江麼笑了:“謝無咎又搞這套?裝神弄鬼。”
他站起身,衝穆映雪招手:“走,去地窖。這家夥交給我處理。”
穆映雪皺眉:“你這樣子還能操控屍體?”
“兩分鐘夠用了。”江麼閉眼,眼前血字一閃:【屍語師剩餘時間1分47秒】
他意念一動,三具屍體同時發力,把頭目狠狠砸進地麵。然後齊刷刷轉身,麵向巷口,擺出防禦姿態。
“搞定。”江麼踉蹌往前走,“快點,我撐不了太久。”
穆映雪扶了他一把,兩人穿過破敗的當鋪側門,直奔後院。地上散落著燒紙的灰燼,香爐倒在一旁,符紙被風吹得到處都是。
地窖入口是一扇腐朽的木門,鎖鏈鏽跡斑斑。穆映雪二話不說,一刀劈斷鎖頭,門轟然倒塌。
裡麵漆黑一片。
江麼掏出半截陽燭頭點燃,火光搖曳中照出階梯向下延伸。空氣裡有股陳年蠟油和黴味混合的氣息。
“小心機關。”江麼提醒。
穆映雪走在前麵,刀尖輕點台階,一步步往下。江麼跟在後麵,右手按著肩膀止血,每走一步都疼得齜牙。

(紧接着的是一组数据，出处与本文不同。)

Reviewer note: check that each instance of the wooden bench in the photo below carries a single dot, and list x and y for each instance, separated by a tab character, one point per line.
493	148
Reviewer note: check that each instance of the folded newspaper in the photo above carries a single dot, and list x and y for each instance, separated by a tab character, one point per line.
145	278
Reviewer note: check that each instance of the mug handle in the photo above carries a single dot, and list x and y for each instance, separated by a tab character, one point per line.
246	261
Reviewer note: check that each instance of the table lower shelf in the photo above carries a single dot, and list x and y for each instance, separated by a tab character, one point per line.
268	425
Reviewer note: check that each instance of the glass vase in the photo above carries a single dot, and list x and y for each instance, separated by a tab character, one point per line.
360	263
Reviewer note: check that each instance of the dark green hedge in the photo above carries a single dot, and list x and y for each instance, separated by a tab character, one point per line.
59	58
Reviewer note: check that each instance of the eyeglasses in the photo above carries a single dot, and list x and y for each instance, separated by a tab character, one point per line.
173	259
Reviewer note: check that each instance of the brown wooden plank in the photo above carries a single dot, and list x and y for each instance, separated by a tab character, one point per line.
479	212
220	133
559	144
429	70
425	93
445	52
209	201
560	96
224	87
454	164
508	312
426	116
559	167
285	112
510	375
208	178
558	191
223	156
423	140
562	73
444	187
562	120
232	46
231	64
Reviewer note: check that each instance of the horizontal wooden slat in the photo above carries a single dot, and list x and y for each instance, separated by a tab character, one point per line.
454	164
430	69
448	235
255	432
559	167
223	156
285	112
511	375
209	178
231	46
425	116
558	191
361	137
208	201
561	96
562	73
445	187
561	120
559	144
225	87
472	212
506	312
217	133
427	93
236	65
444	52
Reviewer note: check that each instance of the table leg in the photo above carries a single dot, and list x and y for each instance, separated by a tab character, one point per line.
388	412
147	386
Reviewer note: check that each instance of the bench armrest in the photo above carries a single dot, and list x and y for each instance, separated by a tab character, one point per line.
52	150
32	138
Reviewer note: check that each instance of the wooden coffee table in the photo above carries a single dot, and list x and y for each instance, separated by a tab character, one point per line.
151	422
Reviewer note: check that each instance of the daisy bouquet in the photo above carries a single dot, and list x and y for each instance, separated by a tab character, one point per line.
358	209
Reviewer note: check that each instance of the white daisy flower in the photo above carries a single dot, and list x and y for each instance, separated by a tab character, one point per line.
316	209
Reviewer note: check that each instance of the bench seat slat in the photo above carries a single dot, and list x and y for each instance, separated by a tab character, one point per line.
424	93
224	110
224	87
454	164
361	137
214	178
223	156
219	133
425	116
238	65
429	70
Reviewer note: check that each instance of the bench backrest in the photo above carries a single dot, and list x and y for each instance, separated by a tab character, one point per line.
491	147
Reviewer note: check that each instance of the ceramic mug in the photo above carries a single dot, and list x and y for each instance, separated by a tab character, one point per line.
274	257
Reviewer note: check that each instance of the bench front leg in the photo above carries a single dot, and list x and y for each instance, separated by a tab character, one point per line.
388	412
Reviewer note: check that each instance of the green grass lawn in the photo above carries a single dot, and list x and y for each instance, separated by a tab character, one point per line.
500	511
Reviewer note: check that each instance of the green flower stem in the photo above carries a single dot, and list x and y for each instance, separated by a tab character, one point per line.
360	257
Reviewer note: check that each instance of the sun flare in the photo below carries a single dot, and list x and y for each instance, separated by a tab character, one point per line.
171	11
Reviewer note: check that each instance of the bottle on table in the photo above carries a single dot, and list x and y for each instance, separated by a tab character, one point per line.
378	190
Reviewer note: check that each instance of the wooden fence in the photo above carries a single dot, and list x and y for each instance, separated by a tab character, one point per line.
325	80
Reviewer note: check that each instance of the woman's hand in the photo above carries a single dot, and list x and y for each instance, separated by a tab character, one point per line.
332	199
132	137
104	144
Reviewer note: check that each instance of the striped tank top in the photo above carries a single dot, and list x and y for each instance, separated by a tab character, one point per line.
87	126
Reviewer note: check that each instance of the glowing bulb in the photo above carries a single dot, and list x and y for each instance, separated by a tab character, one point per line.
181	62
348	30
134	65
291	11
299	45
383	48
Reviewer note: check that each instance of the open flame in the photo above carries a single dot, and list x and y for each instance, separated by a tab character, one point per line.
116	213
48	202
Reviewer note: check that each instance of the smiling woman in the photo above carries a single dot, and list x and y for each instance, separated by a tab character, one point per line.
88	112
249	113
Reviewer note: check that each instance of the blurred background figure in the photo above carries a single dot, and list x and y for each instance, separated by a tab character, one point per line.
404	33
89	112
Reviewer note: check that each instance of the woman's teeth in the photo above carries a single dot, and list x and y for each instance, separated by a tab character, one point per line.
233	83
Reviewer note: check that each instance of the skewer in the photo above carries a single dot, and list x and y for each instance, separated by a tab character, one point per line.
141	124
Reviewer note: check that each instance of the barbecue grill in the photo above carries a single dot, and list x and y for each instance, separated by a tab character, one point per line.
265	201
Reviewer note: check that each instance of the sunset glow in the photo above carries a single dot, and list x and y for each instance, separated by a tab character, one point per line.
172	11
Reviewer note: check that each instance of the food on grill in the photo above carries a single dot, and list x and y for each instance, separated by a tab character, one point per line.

到底層是個狹長石室,四壁堆滿陽燭,整整齊齊碼成小山。角落裡還有幾十塊玉簡,用紅繩捆著,積了厚厚一層灰。
“這麼多陽燭?”穆映雪皺眉,“他攢這些乾嘛?”
“陰債窟要用。”江麼走過去翻檢玉簡,“祭煉、續命、控屍……全靠這個。”
他隨手拿起一塊玉簡,吹掉灰塵,上麵刻著幾個字:時空裂縫,需以命官血為引。
瞳孔一縮。
“找到了。”他低聲說。
穆映雪湊過來一看:“命官血?你是命官血脈?”
“我娘是儺族聖女,爹是皇族將軍。”江麼冷笑,“合著我生下來就是工具人。”
他繼續翻找,其他玉簡上寫著“魂契反噬”“天軌斷點”“輪回井坐標”,信息零碎但指向明確。
“這些東西不能留。”穆映雪抽出刀就要砍。
“等等。”江麼攔住她,“先拍下來,係統能存檔。”
他咬破手指,在空中畫了個符,一道黑光閃過,所有玉簡內容被掃描進閻羅補丁係統。
“行了。”他說,“拿幾塊有用的走。”
正說著,身後傳來輕微的腳步聲。
兩人同時回頭。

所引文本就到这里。